While on my sabbatical I spent some time working with Idzorek’s version [1] of the Black-Litterman asset allocation model.  I like Idzorek’s version because it gives an intuitive method for specifying one of the most complicated parts of the Black-Litterman model, the parameter $\Omega$.

Another interesting aspect of Idzorek’s version is that the parameter $\tau$ disappears from the combined expected return vector, the model’s primary output.  This is nice, as specifying $\tau$ is another of the model’s more complicated aspects.  Because of this, at least one author I know of concludes that $\tau$ is irrelevant in Idzorek’s version of Black-Litterman.

However, it turns out that $\tau$ is not irrelevant to Idzorek’s version of Black-Litterman.  I discovered this while trying to understand how the posterior covariance matrix works in Idzorek’s version.  While $\tau$ does disappear from the combined expected return vector, it remains in the formula for the posterior covariance matrix.

(As an aside, Idzorek never explicitly discusses the posterior covariance matrix, other than to cite its formula derived in Satchell and Scowcroft [3].  Instead, his focus is on the combined expected return vector.)

Here’s the derivation.

If R denotes the excess return on the market, the Black-Litterman model assumes

$\displaystyle R \sim N(\mu, \Sigma).$

The original version of Black-Litterman also takes $\mu$ to be a random variable having the following distribution:

$\displaystyle \mu \sim N(\pi, \tau \Sigma).$

The parameter $\pi$ is the implied excess return vector from the capital asset pricing model.  The distribution of $\mu$ given here is taken to be a Bayesian prior.

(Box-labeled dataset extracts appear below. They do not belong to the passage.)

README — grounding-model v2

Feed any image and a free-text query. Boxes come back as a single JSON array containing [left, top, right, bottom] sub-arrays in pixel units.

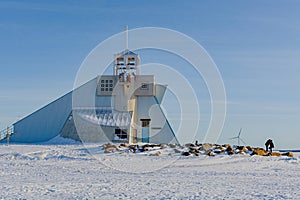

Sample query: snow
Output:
[[0, 138, 300, 199]]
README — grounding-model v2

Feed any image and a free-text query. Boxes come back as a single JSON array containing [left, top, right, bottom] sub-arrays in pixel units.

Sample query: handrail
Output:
[[0, 126, 14, 141]]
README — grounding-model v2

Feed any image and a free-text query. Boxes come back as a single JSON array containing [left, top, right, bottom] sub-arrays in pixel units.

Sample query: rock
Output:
[[174, 149, 181, 153], [195, 140, 201, 147], [201, 143, 213, 151], [185, 143, 195, 147], [129, 145, 137, 153], [281, 152, 294, 157], [204, 150, 214, 156], [214, 149, 223, 154], [246, 146, 253, 151], [181, 151, 191, 156], [222, 144, 230, 149], [149, 151, 161, 156], [120, 143, 128, 147], [226, 145, 234, 155], [271, 152, 281, 156], [251, 148, 269, 156], [189, 146, 199, 153]]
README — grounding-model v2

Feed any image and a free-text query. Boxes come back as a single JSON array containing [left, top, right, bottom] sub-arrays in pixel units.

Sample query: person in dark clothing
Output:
[[265, 139, 274, 153]]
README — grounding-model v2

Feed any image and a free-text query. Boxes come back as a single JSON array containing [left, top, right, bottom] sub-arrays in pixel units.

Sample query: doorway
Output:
[[141, 119, 151, 143]]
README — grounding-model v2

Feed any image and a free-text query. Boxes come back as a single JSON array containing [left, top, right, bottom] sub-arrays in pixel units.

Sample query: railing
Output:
[[0, 126, 14, 141]]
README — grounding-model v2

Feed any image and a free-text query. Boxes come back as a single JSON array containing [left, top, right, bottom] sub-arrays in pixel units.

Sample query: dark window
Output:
[[141, 83, 149, 90], [115, 128, 127, 139]]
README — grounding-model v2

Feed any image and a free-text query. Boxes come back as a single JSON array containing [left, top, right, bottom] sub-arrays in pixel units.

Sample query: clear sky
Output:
[[0, 0, 300, 149]]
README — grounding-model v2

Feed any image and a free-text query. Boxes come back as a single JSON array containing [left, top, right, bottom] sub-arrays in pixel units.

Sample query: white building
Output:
[[10, 50, 178, 143]]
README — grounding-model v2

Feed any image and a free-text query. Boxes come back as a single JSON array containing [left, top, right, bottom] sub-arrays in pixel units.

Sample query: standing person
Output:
[[265, 139, 274, 153], [269, 140, 274, 153]]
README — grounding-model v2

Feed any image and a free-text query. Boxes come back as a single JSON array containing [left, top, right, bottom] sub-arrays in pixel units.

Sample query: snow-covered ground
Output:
[[0, 140, 300, 199]]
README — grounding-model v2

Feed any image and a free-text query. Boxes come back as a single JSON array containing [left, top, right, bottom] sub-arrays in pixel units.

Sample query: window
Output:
[[115, 128, 127, 140], [98, 79, 114, 92], [141, 119, 151, 127], [141, 83, 149, 90]]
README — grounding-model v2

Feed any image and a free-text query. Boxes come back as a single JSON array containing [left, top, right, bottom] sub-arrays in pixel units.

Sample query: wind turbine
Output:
[[229, 129, 246, 146]]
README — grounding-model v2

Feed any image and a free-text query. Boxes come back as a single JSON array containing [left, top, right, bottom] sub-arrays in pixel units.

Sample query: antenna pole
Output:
[[125, 25, 128, 49]]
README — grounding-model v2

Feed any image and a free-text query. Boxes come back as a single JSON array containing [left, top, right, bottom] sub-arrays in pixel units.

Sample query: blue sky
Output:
[[0, 0, 300, 149]]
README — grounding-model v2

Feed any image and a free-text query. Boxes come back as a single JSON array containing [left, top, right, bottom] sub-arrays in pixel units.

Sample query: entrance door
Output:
[[141, 119, 150, 143]]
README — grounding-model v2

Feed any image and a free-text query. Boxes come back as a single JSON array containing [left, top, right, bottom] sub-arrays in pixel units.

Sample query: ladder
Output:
[[0, 125, 14, 141]]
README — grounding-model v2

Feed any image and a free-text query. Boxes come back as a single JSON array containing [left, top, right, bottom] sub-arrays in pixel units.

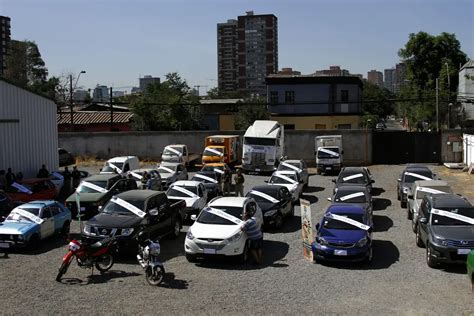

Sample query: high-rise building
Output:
[[367, 70, 383, 88], [217, 11, 278, 95], [0, 15, 10, 76]]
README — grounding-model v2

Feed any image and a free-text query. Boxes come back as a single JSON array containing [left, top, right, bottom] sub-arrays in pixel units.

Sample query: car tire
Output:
[[415, 226, 425, 248]]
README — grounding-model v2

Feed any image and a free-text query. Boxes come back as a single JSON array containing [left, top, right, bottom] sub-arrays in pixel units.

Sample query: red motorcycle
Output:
[[56, 237, 117, 282]]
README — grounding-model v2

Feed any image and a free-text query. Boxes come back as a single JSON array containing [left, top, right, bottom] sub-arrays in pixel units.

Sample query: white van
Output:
[[100, 156, 140, 174]]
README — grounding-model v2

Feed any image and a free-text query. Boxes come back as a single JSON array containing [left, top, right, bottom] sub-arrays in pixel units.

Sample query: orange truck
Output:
[[202, 135, 242, 165]]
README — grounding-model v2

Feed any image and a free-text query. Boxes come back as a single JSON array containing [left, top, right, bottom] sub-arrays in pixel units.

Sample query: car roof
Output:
[[117, 190, 165, 201], [84, 173, 121, 181], [432, 193, 472, 208], [209, 196, 248, 207], [326, 204, 365, 214]]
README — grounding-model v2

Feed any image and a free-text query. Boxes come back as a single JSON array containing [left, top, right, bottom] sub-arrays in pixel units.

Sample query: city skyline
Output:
[[0, 0, 474, 92]]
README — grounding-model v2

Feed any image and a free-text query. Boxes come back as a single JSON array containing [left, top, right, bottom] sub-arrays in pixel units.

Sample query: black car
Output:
[[82, 190, 186, 250], [246, 185, 295, 228], [332, 167, 375, 194], [191, 171, 222, 201], [416, 194, 474, 267], [397, 165, 435, 208]]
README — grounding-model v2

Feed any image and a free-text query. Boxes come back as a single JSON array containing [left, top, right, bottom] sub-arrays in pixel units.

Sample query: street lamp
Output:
[[69, 70, 86, 131]]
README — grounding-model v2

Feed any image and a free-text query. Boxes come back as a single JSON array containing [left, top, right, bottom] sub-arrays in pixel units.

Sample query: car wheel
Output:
[[416, 226, 425, 248], [426, 245, 438, 268]]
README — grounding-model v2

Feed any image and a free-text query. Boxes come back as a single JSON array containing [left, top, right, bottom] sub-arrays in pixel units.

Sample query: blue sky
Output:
[[0, 0, 474, 93]]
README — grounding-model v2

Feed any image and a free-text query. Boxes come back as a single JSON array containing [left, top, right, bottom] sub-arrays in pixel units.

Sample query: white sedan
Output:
[[265, 171, 303, 203], [184, 197, 263, 262]]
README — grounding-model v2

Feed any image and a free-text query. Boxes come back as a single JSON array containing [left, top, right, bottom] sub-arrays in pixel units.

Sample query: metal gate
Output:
[[372, 131, 441, 164]]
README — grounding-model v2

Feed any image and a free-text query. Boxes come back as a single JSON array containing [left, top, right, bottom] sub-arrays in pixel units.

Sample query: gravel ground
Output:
[[0, 165, 474, 315]]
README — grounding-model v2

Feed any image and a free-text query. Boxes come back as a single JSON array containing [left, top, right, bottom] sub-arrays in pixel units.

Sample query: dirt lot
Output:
[[0, 165, 474, 315]]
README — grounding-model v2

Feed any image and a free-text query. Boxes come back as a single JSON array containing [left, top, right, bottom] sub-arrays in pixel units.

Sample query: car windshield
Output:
[[7, 207, 40, 222], [244, 137, 276, 146], [196, 205, 242, 225], [334, 190, 367, 203], [76, 180, 107, 193], [323, 214, 364, 230], [318, 148, 339, 159], [102, 200, 145, 215], [202, 148, 224, 157], [431, 207, 474, 226]]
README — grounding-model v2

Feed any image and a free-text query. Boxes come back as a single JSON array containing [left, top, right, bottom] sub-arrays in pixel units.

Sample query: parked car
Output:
[[5, 178, 58, 203], [0, 201, 71, 248], [328, 185, 372, 215], [397, 165, 435, 208], [58, 148, 76, 167], [265, 171, 303, 203], [66, 174, 137, 217], [82, 190, 185, 250], [166, 180, 207, 219], [157, 162, 188, 190], [312, 204, 373, 262], [332, 167, 375, 194], [416, 194, 474, 267], [246, 185, 295, 229], [407, 180, 453, 226], [191, 171, 222, 201], [184, 197, 263, 262], [277, 159, 309, 187], [128, 168, 162, 191]]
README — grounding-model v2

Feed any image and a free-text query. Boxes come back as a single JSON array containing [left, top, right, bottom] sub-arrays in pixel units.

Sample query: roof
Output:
[[244, 120, 280, 138], [57, 111, 133, 125], [209, 196, 248, 207], [117, 190, 161, 201]]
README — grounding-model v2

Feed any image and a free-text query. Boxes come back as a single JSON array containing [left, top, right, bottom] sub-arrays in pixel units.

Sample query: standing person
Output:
[[240, 211, 263, 265], [36, 164, 49, 178], [234, 169, 245, 196], [71, 166, 81, 190]]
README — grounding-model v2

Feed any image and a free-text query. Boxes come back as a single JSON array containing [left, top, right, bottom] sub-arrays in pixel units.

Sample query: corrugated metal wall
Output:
[[0, 80, 59, 177]]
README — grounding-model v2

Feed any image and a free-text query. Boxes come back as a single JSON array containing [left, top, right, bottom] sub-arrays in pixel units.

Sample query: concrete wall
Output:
[[59, 130, 372, 165]]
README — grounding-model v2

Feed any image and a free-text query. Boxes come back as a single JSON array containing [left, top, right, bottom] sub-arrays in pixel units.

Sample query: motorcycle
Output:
[[56, 237, 117, 282], [137, 239, 165, 285]]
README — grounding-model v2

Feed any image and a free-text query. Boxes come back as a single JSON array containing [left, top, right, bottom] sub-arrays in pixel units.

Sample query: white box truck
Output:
[[315, 135, 344, 174], [242, 120, 285, 172]]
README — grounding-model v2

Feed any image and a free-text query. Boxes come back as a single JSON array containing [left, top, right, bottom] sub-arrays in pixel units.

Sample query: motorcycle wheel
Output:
[[145, 267, 165, 286], [95, 253, 114, 272], [56, 260, 71, 282]]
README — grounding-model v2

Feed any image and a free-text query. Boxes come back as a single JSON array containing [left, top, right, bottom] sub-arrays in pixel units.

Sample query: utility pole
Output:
[[109, 87, 114, 132]]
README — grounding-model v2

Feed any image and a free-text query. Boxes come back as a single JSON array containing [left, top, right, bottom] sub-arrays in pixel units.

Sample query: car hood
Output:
[[87, 213, 143, 228], [0, 221, 38, 235], [66, 192, 107, 203], [431, 225, 474, 240], [319, 229, 367, 243], [190, 222, 240, 239]]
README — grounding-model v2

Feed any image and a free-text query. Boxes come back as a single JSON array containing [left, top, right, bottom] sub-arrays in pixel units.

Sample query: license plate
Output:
[[203, 248, 216, 255]]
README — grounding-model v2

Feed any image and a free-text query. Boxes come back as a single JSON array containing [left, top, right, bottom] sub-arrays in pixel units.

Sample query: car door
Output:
[[40, 206, 54, 239]]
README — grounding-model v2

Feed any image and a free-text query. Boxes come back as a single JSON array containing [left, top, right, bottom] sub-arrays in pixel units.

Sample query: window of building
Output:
[[270, 91, 278, 104], [285, 91, 295, 104], [341, 90, 349, 102]]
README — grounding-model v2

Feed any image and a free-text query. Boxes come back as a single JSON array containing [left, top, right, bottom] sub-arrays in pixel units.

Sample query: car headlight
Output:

As shown in Meucci [2], the views, together with the assumed distribution of $\pi$, produce the following posterior distribution for R:

$\displaystyle R|v; \Omega \sim N(\mu_{BL}, \Sigma_{BL}),$

where

$\displaystyle \mu_{BL} = \pi + (\tau \Sigma) P^T (P (\tau \Sigma) P^T + \Omega)^{-1}(v - P \pi),$

$\displaystyle \Sigma_{BL} = \Sigma + \left(I - (\tau \Sigma) P^T (P (\tau \Sigma) P^T + \Omega)^{-1} P \right) (\tau \Sigma),$

v is the vector of view returns, and P is the “pick” matrix specifying which views are applied to which assets.

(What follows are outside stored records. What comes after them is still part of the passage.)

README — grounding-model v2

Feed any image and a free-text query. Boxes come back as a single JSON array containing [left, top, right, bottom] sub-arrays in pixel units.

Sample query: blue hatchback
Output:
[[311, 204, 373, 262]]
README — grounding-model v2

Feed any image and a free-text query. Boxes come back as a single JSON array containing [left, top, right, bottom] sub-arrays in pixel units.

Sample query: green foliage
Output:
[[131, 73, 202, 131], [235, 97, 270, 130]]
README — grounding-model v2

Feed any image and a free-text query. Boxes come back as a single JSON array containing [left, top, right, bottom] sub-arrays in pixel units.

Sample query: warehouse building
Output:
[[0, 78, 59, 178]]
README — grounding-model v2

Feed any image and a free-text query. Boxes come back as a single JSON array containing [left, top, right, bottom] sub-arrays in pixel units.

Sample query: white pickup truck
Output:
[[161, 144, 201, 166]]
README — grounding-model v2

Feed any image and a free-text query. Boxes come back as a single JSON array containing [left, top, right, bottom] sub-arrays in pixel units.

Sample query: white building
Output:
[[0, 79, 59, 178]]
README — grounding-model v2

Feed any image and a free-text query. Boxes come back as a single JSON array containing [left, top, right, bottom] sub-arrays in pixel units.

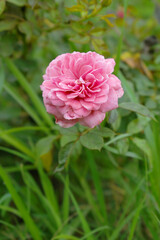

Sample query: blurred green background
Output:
[[0, 0, 160, 240]]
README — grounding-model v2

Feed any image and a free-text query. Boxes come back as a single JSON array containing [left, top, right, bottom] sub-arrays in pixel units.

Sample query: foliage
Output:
[[0, 0, 160, 240]]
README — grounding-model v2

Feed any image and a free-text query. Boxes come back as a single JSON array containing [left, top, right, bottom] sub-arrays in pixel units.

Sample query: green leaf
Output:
[[80, 132, 104, 150], [36, 135, 57, 156], [58, 143, 74, 164], [18, 21, 32, 40], [7, 0, 27, 7], [0, 20, 17, 32], [108, 109, 118, 124], [127, 117, 150, 133], [117, 138, 129, 155], [0, 166, 42, 240], [59, 126, 78, 136], [132, 137, 152, 159], [119, 102, 155, 119], [0, 0, 6, 15], [51, 234, 79, 240], [5, 58, 53, 127], [60, 135, 77, 147], [92, 127, 115, 138], [67, 4, 84, 12], [69, 35, 90, 44], [0, 60, 5, 93]]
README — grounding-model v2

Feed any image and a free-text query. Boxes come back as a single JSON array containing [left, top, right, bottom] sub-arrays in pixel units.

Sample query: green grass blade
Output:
[[4, 83, 44, 126], [0, 130, 35, 159], [114, 0, 129, 74], [0, 205, 21, 217], [118, 71, 138, 103], [86, 150, 107, 223], [38, 160, 61, 227], [127, 199, 144, 240], [62, 173, 70, 221], [108, 210, 136, 240], [0, 166, 42, 240], [61, 176, 93, 240], [4, 58, 53, 127]]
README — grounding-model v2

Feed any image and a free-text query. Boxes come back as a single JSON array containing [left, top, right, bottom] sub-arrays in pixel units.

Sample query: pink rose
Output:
[[41, 52, 123, 128]]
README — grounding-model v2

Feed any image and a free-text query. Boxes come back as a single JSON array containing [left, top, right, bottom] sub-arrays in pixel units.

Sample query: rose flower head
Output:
[[41, 52, 124, 128]]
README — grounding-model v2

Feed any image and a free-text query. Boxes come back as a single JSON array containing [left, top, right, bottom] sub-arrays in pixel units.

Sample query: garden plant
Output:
[[0, 0, 160, 240]]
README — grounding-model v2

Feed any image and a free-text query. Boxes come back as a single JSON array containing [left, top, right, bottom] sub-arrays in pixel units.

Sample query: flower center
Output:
[[76, 77, 85, 84]]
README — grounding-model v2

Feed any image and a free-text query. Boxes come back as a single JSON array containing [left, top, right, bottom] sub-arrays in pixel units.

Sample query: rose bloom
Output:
[[41, 52, 123, 128]]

Following Idzorek’s approach of estimating $\Omega' = \Omega/\tau$ rather than $\Omega$ and $\tau$ separately, the equation for $\mu_{BL}$ becomes

$\displaystyle \mu_{BL} = \pi + (\tau \Sigma) P^T \left(P (\tau \Sigma) P^T + \tau \frac{\Omega}{\tau} \right)^{-1} (v - P \pi) \\ = \pi + (\tau \Sigma) P^T \tau^{-1} \left(P \Sigma P^T + \frac{\Omega}{\tau} \right)^{-1} (v - P \pi) \\ = \pi + \Sigma P^T (P \Sigma P^T + \Omega')^{-1} (v - P \pi).$

As we can see, estimating $\Omega'$ rather than $\Omega$ means that $\tau$ is eliminated from the formula for the combined expected return vector.

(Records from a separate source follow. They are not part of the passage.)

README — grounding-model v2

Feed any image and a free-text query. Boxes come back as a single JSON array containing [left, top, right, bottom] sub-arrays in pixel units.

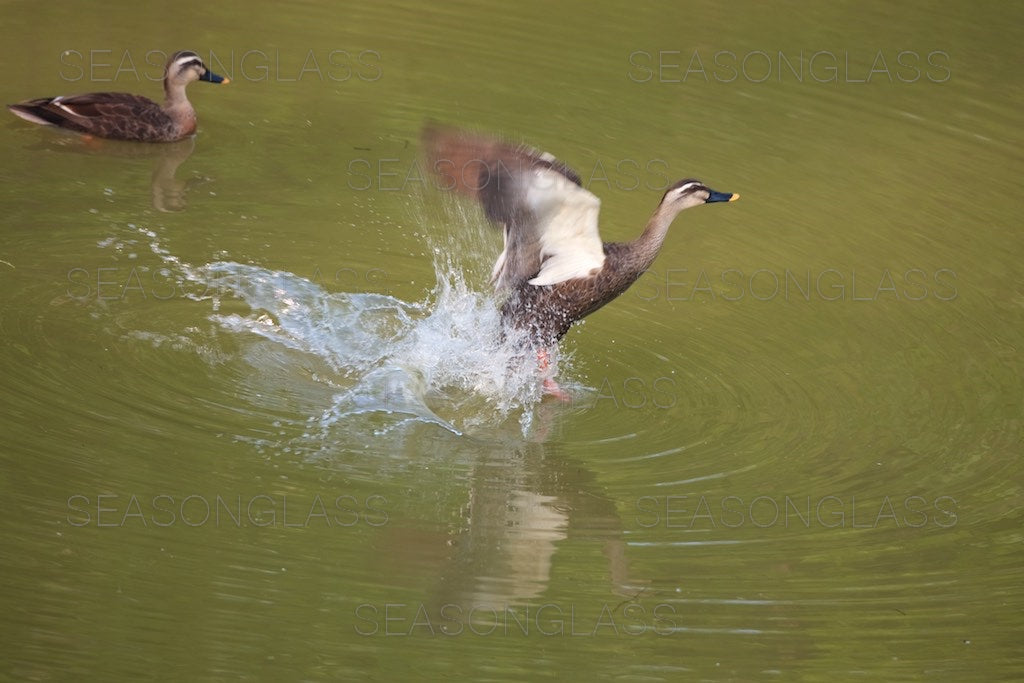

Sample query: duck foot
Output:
[[544, 378, 572, 403]]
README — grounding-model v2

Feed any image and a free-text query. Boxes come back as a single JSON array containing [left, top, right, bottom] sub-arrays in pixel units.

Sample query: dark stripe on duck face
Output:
[[174, 57, 207, 76]]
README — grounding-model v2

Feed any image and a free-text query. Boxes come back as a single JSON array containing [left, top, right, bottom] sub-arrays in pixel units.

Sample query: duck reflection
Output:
[[376, 401, 646, 628], [14, 131, 210, 213]]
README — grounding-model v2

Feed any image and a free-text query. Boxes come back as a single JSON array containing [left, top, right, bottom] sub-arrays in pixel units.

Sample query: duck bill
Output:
[[705, 189, 739, 204], [199, 69, 231, 85]]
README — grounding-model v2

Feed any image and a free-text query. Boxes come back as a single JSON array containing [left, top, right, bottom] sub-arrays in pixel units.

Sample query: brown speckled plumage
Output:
[[7, 50, 227, 142], [423, 126, 738, 348]]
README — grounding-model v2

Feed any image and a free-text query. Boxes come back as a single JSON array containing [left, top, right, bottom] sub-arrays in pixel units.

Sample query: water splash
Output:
[[136, 222, 558, 436]]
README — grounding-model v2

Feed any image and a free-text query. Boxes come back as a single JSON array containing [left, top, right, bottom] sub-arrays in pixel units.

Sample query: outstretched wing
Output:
[[423, 126, 604, 289]]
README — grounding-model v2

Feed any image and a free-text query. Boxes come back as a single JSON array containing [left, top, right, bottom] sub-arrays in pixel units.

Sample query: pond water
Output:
[[0, 0, 1024, 681]]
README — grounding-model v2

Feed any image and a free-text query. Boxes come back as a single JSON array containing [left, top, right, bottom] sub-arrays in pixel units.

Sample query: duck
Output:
[[7, 50, 230, 142], [422, 124, 739, 400]]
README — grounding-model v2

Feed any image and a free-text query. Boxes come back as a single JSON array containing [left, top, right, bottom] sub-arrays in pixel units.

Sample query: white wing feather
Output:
[[520, 169, 604, 287]]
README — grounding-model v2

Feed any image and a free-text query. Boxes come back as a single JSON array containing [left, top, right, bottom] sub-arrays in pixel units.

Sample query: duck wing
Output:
[[7, 92, 170, 137], [423, 126, 605, 289]]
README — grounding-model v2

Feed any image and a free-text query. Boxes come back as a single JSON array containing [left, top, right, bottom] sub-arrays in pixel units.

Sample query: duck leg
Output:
[[537, 348, 572, 403]]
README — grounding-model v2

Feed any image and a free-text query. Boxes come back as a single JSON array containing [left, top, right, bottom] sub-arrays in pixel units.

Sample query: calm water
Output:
[[0, 2, 1024, 681]]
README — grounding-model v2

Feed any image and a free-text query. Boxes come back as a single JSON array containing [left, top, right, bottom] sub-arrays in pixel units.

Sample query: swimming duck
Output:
[[423, 125, 739, 398], [7, 50, 230, 142]]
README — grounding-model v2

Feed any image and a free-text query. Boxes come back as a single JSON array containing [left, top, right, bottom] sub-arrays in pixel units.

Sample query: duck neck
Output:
[[164, 78, 191, 110], [630, 205, 679, 273]]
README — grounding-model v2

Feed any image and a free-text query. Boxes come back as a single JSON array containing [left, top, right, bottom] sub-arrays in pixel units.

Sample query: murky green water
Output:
[[0, 2, 1024, 681]]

However, the same calibration does not result in the removal of $\tau$ from the formula for the posterior covariance matrix $\Sigma_{BL}$.  Instead, the equation for $\Sigma_{BL}$ becomes

$\displaystyle \Sigma_{BL} = \Sigma + \left(I - (\tau \Sigma) P^T \left( P (\tau \Sigma) P^T + \tau \frac{\Omega}{\tau} \right)^{-1} P \right) (\tau \Sigma) \\ = \Sigma + \left(I - (\tau \Sigma) P^T \tau^{-1} \left(P \Sigma P^T + \frac{\Omega}{\tau} \right)^{-1} P \right) (\tau \Sigma) \\ = \Sigma + \left(I - \Sigma P^T (P \Sigma P^T + \Omega')^{-1} P \right) (\tau \Sigma).$

This shows that only some of the factors of $\tau$ in the expression for $\Sigma_{BL}$ are eliminated by choosing to estimate $\Omega'$ rather than $\Omega$.  The parameter $\tau$ remains in the formula for the posterior covariance matrix $\Sigma_{BL}$.

References

1. Thomas Idzorek, “A Step-by-Step Guide to the Black-Litterman Model: Incorporating User-Specified Confidence Levels,” Working paper, Zephyr Associates, 2004.
2. Attilio Meucci, “The Black-Litterman Approach: Original Model and Extensions,” in The Encyclopedia of Quantitative Finance, Wiley, 2010.
3. Stephen Satchell and Alan Scowcroft, “A Demystification of the Black-Litterman Model: Managing Quantitative and Traditional Portfolio Construction,” Journal of Asset Management, September 2000, pp. 138–150.